A Designer's Portfolio
_________________________________________________________________
No Way Out
Scenic Designer; Properties Designer; Paint Charge
2018 Carver Center; Kalamazoo, MI
This is the true story of the playwright's family who were caught in the unfortunate events happening in Germany starting in 1938. It's a story told through actors reading the actual letters with which the family used to communicate as they became geographically separated trying to escape Hitler's wrath.
Eventually, the family is spread across three different countries, Germany, Bolivia, and the United States, all the while frantically trying to find a way to be together again, expressing their quests and frustrations through the letters.

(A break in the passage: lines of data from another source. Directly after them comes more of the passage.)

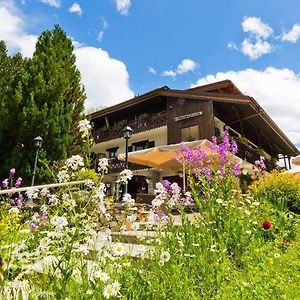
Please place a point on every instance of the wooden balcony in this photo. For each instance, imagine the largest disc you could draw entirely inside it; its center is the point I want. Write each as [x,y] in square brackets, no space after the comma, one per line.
[249,154]
[116,166]
[154,121]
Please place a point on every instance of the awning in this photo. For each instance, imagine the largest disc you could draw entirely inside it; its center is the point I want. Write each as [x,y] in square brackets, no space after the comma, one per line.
[164,157]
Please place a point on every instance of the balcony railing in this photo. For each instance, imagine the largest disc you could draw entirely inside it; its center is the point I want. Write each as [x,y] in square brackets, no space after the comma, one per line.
[154,121]
[251,155]
[116,166]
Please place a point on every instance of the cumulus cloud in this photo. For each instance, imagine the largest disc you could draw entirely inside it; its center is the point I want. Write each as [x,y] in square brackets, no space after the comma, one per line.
[151,70]
[256,49]
[277,91]
[186,65]
[76,9]
[293,35]
[100,36]
[168,73]
[106,79]
[105,26]
[255,45]
[13,30]
[123,6]
[54,3]
[256,27]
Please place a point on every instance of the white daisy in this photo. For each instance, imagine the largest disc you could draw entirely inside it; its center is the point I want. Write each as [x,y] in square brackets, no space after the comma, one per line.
[119,249]
[109,291]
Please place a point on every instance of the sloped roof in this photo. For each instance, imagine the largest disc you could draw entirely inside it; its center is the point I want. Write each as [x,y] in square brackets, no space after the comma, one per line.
[216,92]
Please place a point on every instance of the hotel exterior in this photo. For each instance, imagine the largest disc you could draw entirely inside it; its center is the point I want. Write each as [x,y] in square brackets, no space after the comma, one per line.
[165,116]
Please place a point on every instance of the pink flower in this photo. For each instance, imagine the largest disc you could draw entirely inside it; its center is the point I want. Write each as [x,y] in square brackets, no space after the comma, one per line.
[5,183]
[266,225]
[12,172]
[33,227]
[18,182]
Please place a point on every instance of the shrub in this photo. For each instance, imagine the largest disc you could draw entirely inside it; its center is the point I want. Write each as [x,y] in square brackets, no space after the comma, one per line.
[281,189]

I was particularly drawn to how informal their written letters to each other were. There were moments where it was just as though they could be sitting comfortably across the dinner table from one another holding casual conversations; like the family had never really been forced to break away from each other. With this idea in mind, I wanted it to seem that while perhaps they were separated in reality, that they were still sitting at the table together and conversing.
All locations are represented in the scenery simultaneously. In one corner, two battered chairs that perhaps were once nice make up Germany. In another corner, two wooden, uncomfortable looking chairs and a plain wooden stool make up Bolivia. Across from Bolivia is the United States with a plush and cozy-looking wing back chair and freshly cut flowers. In the final corner is a single wooden bench that is the concentration camp Buchenwald.
In the center is the family's dining table, dressed in neutral blacks and grays, that represents what is holding them together.
Finally, on the outskirts if two corners, there are a total of four flats painted to mimic spilled ink and blood.